The news earlier this week that The X-Files, the hugely popular science-fiction-cum-horror procedural created by Chris Carter, would be returning for a six-episode season, likely to premiere some time in 2016, came as a hesitant blessing for fans who even suffered through the post-Mulder seasons of the show, to say nothing of that atrocious second film based off the series. The announcement came as a particular stroke of luck for The New York Times, which scheduled an interview with David Duchovny before the news hit to discuss the actor’s upcoming NBC detective series, Aquarius, set around a murder in the 1960s. The interview, conducted by Jeremy Egner, effectively switched subjects to cover the return of Mulder and Scully (Gillian Anderson) to the small screen.
Duchovny, expectedly, only had so much to say about the new series, but had a few morsels of information that would prove fascinating for any die-hard fan, including this writer. When asked about whether the format would be serialized or a collection of movie-of-the-week type storylines, the actor said, “We’re gonna do both. I’m pretty sure it’s gonna begin and end with the mythology.” He also revealed that the upcoming series will film in Vancouver, where much of the original series was shot. Discussing the timing of the return of the show, Duchovny went on to say:
“The time is right because we got our [act] together to do it. In terms of culturally or what people want to see, I don’t know. I imagine if we waited too much longer people would eventually lose interest. It’s different from something like “Star Trek,” which started out campy and then, especially with the J.J. Abrams stuff, became legit somehow. You might argue with me, but I always felt like we were legit. We’re still trying to do the same show. It’s not like were trying to make it 2.0, or whatever the .0 is now. 3.0. We’re gonna make the same show. But it’ll be interesting because Gillian and I are older. I don’t want to act like it’s 20 years ago.”
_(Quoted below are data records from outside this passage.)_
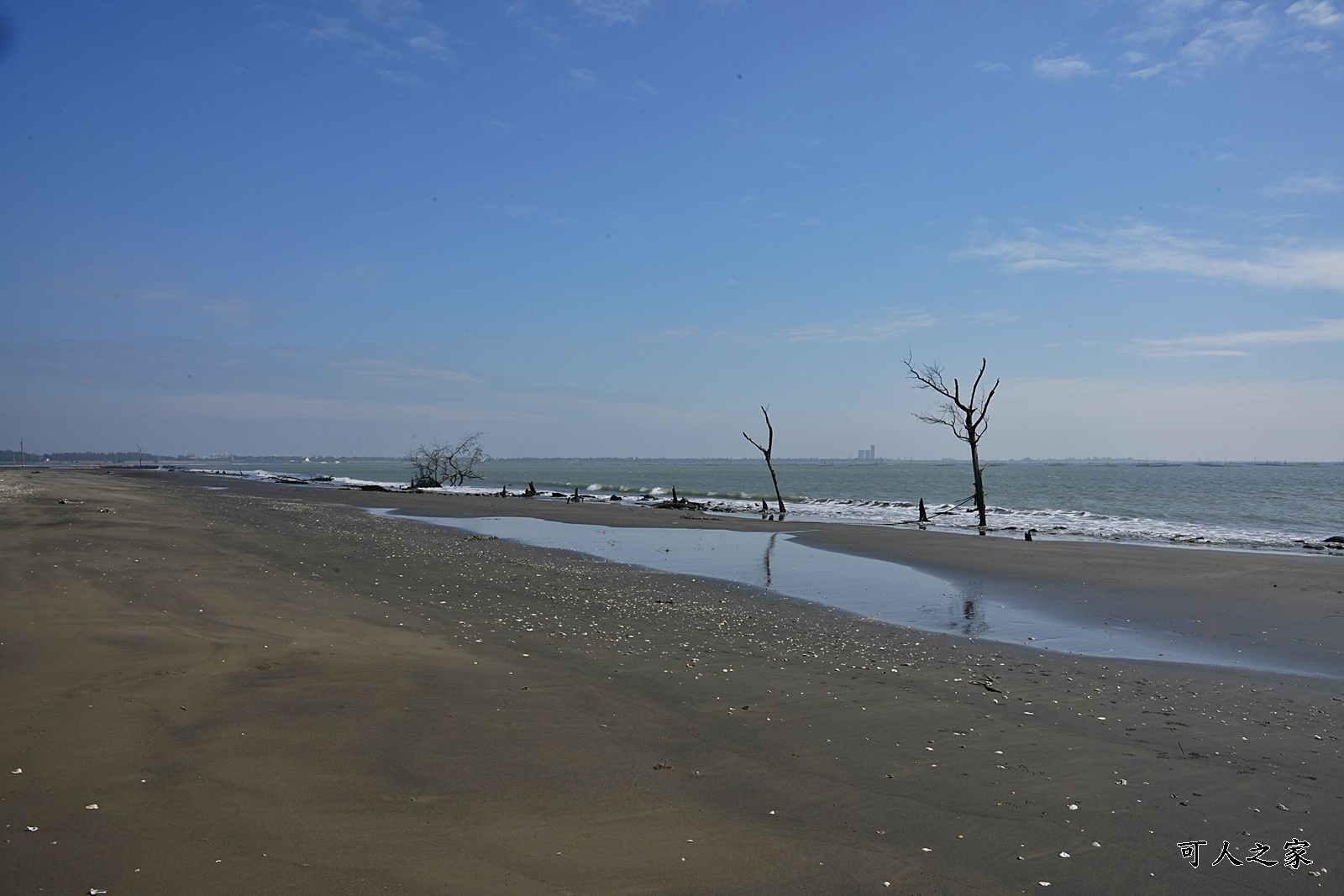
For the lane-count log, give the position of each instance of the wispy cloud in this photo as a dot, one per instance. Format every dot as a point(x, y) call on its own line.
point(1149, 249)
point(1303, 184)
point(382, 34)
point(1062, 67)
point(1198, 36)
point(1316, 13)
point(578, 80)
point(1240, 343)
point(613, 11)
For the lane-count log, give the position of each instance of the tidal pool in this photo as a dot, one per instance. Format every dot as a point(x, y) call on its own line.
point(880, 590)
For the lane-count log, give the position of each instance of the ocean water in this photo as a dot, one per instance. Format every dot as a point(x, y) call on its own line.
point(1234, 506)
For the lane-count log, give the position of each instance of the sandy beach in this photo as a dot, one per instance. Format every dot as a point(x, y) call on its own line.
point(262, 689)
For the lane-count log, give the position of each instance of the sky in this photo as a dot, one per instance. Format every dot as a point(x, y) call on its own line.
point(618, 228)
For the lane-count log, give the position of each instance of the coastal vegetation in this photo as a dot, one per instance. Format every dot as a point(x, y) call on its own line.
point(447, 464)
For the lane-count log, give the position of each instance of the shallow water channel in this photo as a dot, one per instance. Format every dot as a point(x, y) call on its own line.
point(878, 590)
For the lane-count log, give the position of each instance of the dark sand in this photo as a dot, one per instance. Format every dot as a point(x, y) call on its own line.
point(265, 691)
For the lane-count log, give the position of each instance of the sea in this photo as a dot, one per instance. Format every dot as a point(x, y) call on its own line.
point(1267, 506)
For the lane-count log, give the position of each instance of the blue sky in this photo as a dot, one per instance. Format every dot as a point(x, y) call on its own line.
point(616, 228)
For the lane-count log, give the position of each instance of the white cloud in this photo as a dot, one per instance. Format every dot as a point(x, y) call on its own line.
point(1144, 74)
point(612, 11)
point(407, 78)
point(1148, 249)
point(1236, 343)
point(1303, 184)
point(578, 80)
point(1319, 13)
point(1229, 38)
point(387, 29)
point(1062, 67)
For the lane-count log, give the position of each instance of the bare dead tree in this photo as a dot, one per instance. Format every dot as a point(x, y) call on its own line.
point(964, 416)
point(450, 464)
point(766, 450)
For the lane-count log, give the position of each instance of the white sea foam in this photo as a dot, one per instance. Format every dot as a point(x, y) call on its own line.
point(1236, 506)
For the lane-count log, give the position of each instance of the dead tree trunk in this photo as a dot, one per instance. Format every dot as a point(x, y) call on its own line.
point(766, 450)
point(963, 414)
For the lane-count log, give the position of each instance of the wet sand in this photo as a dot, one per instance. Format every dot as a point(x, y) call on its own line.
point(265, 689)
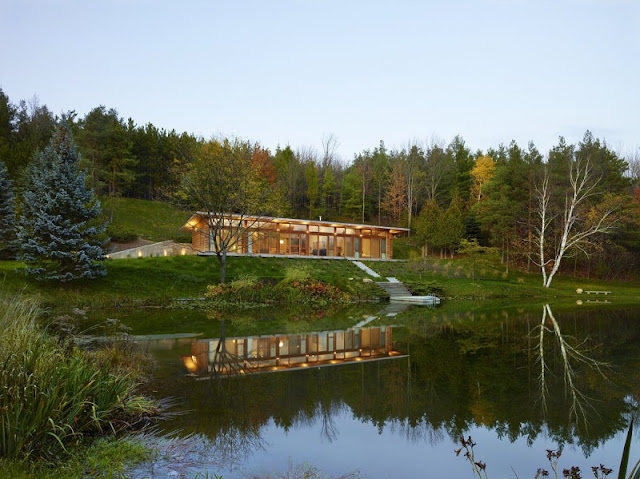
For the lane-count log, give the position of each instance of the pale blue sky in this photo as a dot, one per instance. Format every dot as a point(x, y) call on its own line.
point(290, 71)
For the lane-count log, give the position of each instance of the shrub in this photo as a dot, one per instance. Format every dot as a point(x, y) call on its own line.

The rest of the interview largely centers on Duchovny remembering the making of the show, it’s origins, and ultimately it’s influence. The actor even goes as far as to identify Agent Fox Mulder as perhaps one of the worst agents in the history of the FBI. That very well may be true, but could any old FBI agent capably hunt down a gaggle of inbred, mutant murderers or, ya know, survive getting swarmed by blood-sucking fireflies? I think not.